Ему - как матери отпускать сыновей из дому. Хоть одного-то оставьте!..

Но я - одержим: мне нужны все! (Я вижу лучше! я вижу дальше! я решил! Я помню, как роман Гроссмана забрали именно из новомирского сейфа.)

Суетливость моя! Вечно меня подпирает, подкалывает предусмотреть на двадцать ходов вперёд.

Забираю все четыре. Отпечатанные с издательским размахом, они распирают большой чемодан, мешают даже замкнуть его.

С чем бы другим, секретным, я сейчас поостерёгся, пооглянулся, замотал бы следы. Но ведь это - открытая вещь, подготовленная к печатанию. Я только уношу её из угрожаемого "Нового мира". Я несу её, собственно, даже не прятать.

Правда, я несу её на опасную важную квартиру, где ещё недавно хранился мой главный архив - тот самый, в новогоднюю ночь увезённый из Рязани. Но основную часть похоронок, всё сокровище, я недавно оттуда забрал, осталось же второстепенное, полуоткрытое, и хозяин квартиры В. Л. Теуш, пенсионер, антропософ, уезжая на лето, передал все эти остатки своему прозелиту-антропософу, молодому И. Зильбербергу.

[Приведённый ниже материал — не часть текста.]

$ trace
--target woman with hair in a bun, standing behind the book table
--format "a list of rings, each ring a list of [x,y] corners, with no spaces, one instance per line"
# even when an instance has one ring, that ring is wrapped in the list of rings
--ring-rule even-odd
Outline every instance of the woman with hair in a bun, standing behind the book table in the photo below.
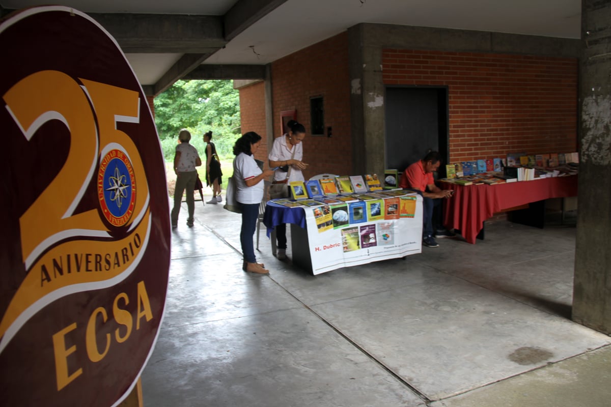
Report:
[[[285,182],[304,181],[301,170],[305,170],[307,164],[302,162],[304,150],[302,140],[305,137],[303,124],[291,120],[287,123],[290,131],[274,140],[274,145],[269,152],[269,167],[280,167],[274,173],[274,184]],[[280,260],[287,258],[287,225],[276,226],[276,239],[278,240],[278,251],[276,257]]]

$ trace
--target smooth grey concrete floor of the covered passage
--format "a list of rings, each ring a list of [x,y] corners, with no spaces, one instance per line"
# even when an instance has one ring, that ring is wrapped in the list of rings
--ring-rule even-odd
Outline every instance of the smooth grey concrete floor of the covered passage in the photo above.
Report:
[[[259,276],[240,215],[196,202],[185,222],[145,407],[611,405],[611,338],[569,319],[574,226],[497,222],[476,245],[319,276],[262,230]]]

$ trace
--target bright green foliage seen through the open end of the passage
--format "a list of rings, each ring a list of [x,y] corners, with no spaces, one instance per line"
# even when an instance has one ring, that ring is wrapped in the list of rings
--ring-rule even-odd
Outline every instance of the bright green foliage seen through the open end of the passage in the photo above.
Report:
[[[166,160],[174,159],[182,128],[191,132],[191,144],[202,160],[203,134],[210,130],[219,156],[229,158],[241,133],[240,93],[233,81],[177,81],[155,98],[155,124]]]

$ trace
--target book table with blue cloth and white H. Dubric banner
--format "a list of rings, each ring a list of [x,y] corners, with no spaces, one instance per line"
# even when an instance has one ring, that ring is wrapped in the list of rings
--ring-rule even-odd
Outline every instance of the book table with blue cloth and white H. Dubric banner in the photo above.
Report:
[[[397,188],[396,172],[384,187],[375,174],[290,182],[293,199],[265,207],[268,236],[290,224],[293,264],[315,275],[420,253],[422,197]]]

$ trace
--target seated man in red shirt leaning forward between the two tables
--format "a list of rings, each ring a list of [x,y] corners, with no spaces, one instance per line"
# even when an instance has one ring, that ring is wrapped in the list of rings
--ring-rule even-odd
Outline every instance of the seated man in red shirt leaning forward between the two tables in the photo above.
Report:
[[[433,211],[440,203],[440,198],[450,198],[452,190],[442,190],[435,185],[434,171],[441,165],[441,155],[437,151],[430,151],[422,160],[414,162],[403,171],[401,188],[410,188],[419,191],[422,195],[424,216],[422,228],[422,243],[427,247],[439,247],[435,237],[454,237],[452,232],[437,229],[433,237]]]

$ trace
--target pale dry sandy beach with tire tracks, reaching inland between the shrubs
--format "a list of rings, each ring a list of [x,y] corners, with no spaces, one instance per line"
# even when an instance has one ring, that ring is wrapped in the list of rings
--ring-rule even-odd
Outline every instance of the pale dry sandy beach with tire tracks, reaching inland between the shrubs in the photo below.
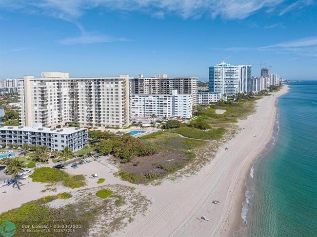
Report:
[[[113,176],[113,169],[98,162],[84,164],[78,169],[68,168],[72,174],[98,173],[108,184],[123,184],[136,187],[142,195],[151,199],[152,205],[145,215],[139,215],[112,236],[167,237],[167,236],[233,236],[243,221],[241,202],[245,199],[245,179],[252,162],[272,139],[276,117],[276,99],[286,93],[287,86],[275,95],[264,96],[257,101],[257,112],[238,125],[241,131],[232,140],[219,148],[216,157],[195,176],[176,182],[164,181],[159,186],[140,186],[121,181]],[[244,128],[244,129],[243,129]],[[227,150],[224,148],[228,147]],[[98,186],[95,179],[87,179],[87,187]],[[56,193],[40,192],[45,189],[41,183],[22,181],[21,190],[12,187],[1,188],[0,212],[19,207],[20,204]],[[57,193],[71,191],[59,188]],[[17,198],[19,195],[19,199]],[[221,201],[220,205],[212,203]],[[14,200],[14,201],[13,201]],[[201,221],[206,216],[209,221]]]

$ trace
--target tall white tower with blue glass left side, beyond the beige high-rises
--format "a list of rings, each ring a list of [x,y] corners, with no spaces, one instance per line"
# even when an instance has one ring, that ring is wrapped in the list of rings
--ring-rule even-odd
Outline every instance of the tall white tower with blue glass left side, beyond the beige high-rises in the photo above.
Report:
[[[209,67],[209,91],[231,97],[239,92],[239,67],[221,62]]]

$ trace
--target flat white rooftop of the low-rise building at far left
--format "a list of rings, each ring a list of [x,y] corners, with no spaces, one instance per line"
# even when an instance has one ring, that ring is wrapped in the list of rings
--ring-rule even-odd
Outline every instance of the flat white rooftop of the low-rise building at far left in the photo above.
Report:
[[[87,128],[33,128],[33,127],[23,127],[23,126],[0,126],[0,130],[45,132],[45,133],[63,134],[63,135],[69,135],[74,132],[78,132],[78,131],[82,131],[86,129]]]

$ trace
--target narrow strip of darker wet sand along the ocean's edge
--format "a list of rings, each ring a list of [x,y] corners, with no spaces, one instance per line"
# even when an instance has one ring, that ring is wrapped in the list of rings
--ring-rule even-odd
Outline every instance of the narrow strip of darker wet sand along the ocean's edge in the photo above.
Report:
[[[284,89],[284,90],[283,90]],[[277,92],[275,92],[275,105],[274,105],[274,121],[277,120],[277,99],[284,95],[285,93],[287,93],[289,91],[289,87],[287,84],[284,84],[283,88],[280,91],[277,92],[281,92],[278,95]],[[271,139],[266,143],[265,146],[267,146],[268,144],[270,144],[273,140],[273,135],[275,133],[275,123],[273,125],[273,127],[271,128],[272,130],[272,134],[271,134]],[[239,190],[241,190],[238,194],[238,198],[237,201],[234,203],[233,206],[233,212],[231,214],[231,216],[229,217],[229,219],[233,219],[233,223],[227,226],[228,228],[228,233],[232,233],[231,236],[234,236],[234,233],[238,233],[242,228],[246,227],[246,222],[244,221],[244,219],[242,219],[241,214],[242,214],[242,208],[243,208],[243,204],[242,202],[246,201],[246,191],[247,191],[247,186],[246,186],[246,180],[249,178],[250,176],[250,171],[251,168],[254,164],[254,162],[257,162],[258,158],[262,157],[263,155],[265,155],[265,147],[263,147],[263,149],[258,153],[258,155],[254,156],[254,159],[251,161],[251,163],[248,165],[248,168],[246,169],[245,172],[245,178],[244,178],[244,182],[240,183],[240,187]]]

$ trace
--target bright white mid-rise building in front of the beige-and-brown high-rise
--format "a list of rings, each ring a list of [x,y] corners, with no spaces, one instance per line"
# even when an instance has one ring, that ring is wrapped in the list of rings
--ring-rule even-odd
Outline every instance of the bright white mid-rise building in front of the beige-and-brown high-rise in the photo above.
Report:
[[[184,117],[193,116],[193,101],[190,94],[132,94],[130,99],[132,117]]]

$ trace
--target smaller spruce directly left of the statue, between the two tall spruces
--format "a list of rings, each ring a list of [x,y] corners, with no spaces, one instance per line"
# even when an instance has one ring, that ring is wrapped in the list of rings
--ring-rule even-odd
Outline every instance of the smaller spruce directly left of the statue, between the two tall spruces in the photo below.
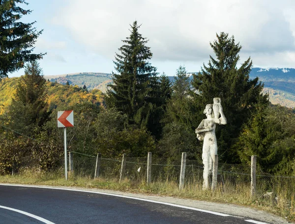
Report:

Бывают минуты, когда слабеет, мешается наш рассудок. Когда излишнее предвидение обращается в грубейшую слепоту, расчёт - в растерянность, воля - в бесхарактерность. (Без таких провалов мы не знали бы себе границ.) Теуш - вполне достойный человек, но ведь - неаккуратен, путаник, не строг в конспирации, и это качество я за ним знал, - однако больше трёх лет как-то всё обходилось, хотя словоохотлив хозяин по телефону, да и сам написал криминальную работу об "Иване Денисовиче", и даже слух мы имеем, что его работа лежит уже в ЦК, - всё как нипочем! У такого хранителя недавно забирая переносную заначку с моим архивом, я не проверил её содержимое, не устроил шмона, действительно ли только второстепенное держится у Теуша открыто. А он, нарушая наш уговор, время от времени вынимал почитать-перечитать: то "Пир победителей" (последний экземпляр!), то "Республику труда", то лагерные стихи, ещё чудом - не остальное некоторое. И ничего этого по небрежности не вкладывал обратно! Без меня это всё найдя, он спокойно отправил на лето Зильбербергу, мне неизвестному, мной не проверенному.